Mon Dec 4th through Sat the 9th, 2017 at Long Beach Convention Center
The authors present a novel variation of the black-box variational inference algorithm that uses a non-standard optimization target derived using perturbation theory. The paper is well-written and carefully explains its relationship to existing work in this area. The exposition is easy to follow and the technical results are sound. The experiments are sensible and compare the method described by the authors to current state-of-the-art, in terms of either accuracy or speed as appropriate, in typical settings where variational inference would be employed. The paper should be interesting broadly to users of variational inference.
I found the authors' perspective on variational inference as a form of importance sampling to be illuminating, although there is something that bothers me about it. If we view variational inference as a method to approximate the marginal likelihood the whole story about bias-variance trade-off makes perfect sense. However, if we view variational inference as a method to approximate the posterior distribution, things are much less clear to me. In particular, f = id corresponds to an unbiased estimator so it should be the one that performs best in the limit of infinite computation where the expectation with respect to q can be evaluated exactly. But in that case the lower bound is exact regardless of the proposal/variational distribution chosen so the gradient with respect to variational parameters is always zero and we can't perform any optimization. Am I missing something here?
The authors present a new variational objective for approximate Bayesian inference. The variational objective is nicely framed as an interpolation between classic importance sampling and the traditional ELBO-based variational inference. Properties of the variance of importance sampling estimator and ELBO estimators are studied and leveraged to create a better marginal likelihood bound with tractable variance properties. The new bound is based on a low-degree polynomial of the log-importance weight (termed the interaction energy). The traditional ELBO estimator is expressed as a first order polynomial in their more general framework.
The authors then test out the idea on a Gaussian process regression problem and a Variational autoencoder.
Quality: I enjoyed this paper --- I thought the idea was original, the presentation is clear, and the experiments were convincing. The paper appears to be technically correct, and the method itself appears to be effective.
Clarity: This paper was a pleasure to read. Not only was this paper extremely clear and well written, the authors very nicely frame their work in the context of other current and previous research.
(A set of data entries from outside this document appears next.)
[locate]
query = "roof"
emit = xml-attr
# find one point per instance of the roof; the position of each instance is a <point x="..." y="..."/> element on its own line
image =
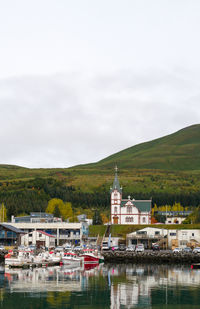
<point x="12" y="228"/>
<point x="47" y="234"/>
<point x="116" y="185"/>
<point x="141" y="205"/>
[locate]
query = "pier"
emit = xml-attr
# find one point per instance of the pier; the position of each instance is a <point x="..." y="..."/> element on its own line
<point x="149" y="256"/>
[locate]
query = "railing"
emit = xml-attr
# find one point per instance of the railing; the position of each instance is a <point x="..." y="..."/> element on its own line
<point x="147" y="236"/>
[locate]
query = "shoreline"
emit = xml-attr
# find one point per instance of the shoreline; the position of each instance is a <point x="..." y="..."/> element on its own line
<point x="153" y="257"/>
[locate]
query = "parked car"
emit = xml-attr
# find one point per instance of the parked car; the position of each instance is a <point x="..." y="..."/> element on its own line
<point x="78" y="248"/>
<point x="67" y="247"/>
<point x="139" y="248"/>
<point x="196" y="250"/>
<point x="156" y="247"/>
<point x="21" y="247"/>
<point x="105" y="245"/>
<point x="122" y="247"/>
<point x="130" y="248"/>
<point x="187" y="250"/>
<point x="59" y="248"/>
<point x="114" y="248"/>
<point x="32" y="247"/>
<point x="177" y="250"/>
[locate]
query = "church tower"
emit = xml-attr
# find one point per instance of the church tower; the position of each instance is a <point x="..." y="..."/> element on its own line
<point x="116" y="197"/>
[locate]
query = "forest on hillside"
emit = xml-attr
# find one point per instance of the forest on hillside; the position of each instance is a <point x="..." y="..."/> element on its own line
<point x="33" y="195"/>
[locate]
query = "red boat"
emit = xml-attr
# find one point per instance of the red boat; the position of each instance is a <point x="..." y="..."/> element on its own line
<point x="90" y="257"/>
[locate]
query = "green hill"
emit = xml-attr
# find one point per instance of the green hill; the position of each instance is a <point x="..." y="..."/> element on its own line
<point x="166" y="169"/>
<point x="179" y="151"/>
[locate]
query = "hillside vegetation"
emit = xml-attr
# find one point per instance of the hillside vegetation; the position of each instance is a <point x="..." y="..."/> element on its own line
<point x="166" y="169"/>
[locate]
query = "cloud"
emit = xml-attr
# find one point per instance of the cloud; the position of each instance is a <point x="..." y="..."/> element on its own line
<point x="68" y="119"/>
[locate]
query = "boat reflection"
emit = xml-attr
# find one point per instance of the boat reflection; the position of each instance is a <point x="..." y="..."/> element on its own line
<point x="55" y="278"/>
<point x="124" y="286"/>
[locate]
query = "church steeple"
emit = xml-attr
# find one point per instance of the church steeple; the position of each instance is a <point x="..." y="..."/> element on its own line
<point x="116" y="185"/>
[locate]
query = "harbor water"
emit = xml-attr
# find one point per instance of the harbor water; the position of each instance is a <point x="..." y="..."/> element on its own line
<point x="101" y="286"/>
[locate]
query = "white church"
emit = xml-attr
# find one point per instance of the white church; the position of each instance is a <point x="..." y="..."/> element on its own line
<point x="128" y="211"/>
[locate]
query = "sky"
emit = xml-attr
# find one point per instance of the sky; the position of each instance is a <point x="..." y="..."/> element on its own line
<point x="81" y="80"/>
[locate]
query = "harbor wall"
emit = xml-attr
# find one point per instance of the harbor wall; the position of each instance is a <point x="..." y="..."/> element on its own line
<point x="157" y="257"/>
Originality: While establishing new lower bounds on the marginal likelihood is a common subject at this point, the authors manage to approach this with originality.
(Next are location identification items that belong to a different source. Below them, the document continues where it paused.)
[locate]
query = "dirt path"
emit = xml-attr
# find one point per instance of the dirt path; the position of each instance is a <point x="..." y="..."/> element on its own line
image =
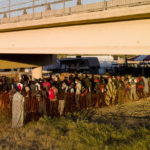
<point x="131" y="114"/>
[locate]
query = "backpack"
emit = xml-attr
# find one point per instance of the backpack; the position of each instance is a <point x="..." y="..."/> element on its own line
<point x="132" y="82"/>
<point x="141" y="82"/>
<point x="51" y="94"/>
<point x="19" y="87"/>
Impact: I think this paper has the potential to be highly impactful --- the spectrum drawn from importance sampling to KLVI is an effective way of framing these ideas for future research.
- Figure 1: should the legend text "KLVI: f(x) = 1 + log(x)" read "f(x) = log(x)" ? I believe that would cohere with the bullet point on line 124.
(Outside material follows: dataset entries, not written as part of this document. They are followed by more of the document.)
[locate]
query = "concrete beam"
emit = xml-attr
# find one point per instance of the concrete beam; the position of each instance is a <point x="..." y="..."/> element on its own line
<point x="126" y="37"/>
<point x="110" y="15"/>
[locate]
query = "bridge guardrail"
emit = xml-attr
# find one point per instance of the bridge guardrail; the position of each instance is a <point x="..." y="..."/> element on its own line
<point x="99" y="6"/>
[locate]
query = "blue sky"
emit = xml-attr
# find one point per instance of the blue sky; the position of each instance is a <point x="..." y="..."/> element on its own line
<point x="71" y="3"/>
- How does the variance of the marginal likelihood bound estimators relate to the variance of the gradients of those estimators wrt variational params? KLVI reparameterization gradients can have some unintuitive irreducibility (Roeder et al, https://arxiv.org/abs/1703.09194); is this the case for PVI?
This work casts black box variational inference as a biased importance sampling estimator of the marginal likelihood. In this view, the role of the optimal variational posterior is to minimize the bias. The central contribution is a bound defined by a third order Taylor expansion of the importance weight. The experiments explore the properties of this bound in inference in GPs and maximum likelihood estimation in VAEs. The paper is well written overall and easy to understand. Still, the contribution is relatively minor and doesn't really provide large empirical wins in large data settings.
Specific questions/comments for the authors:
(1) In what sense is KLVI at the low variance large bias end of the bias/var spectrum? You can clearly have bounds that have 0 variance and infinite bias. More importantly, are there sensible lower variance and higher bias bounds than KLVI?
(2) tilde L on line 173 is not apparently defined anywhere.
(3) Can you give any characterization of the optimal q as it relates to the true posterior? That is one of the nice features of the ELBO.
(4) It seems like the convergence comparison of PVI and alpha-VI could use a few more points of comparison. Why was alpha=2 chosen? how does it compare to other choices of alpha? Is it not possible to use smaller positive alphas?
(5) Can the authors comment a bit more on the convergence of PVI to KLVI in the large data limit? I don't fully follow the argument, and seems to be a relatively negative result for the context in which this may be used.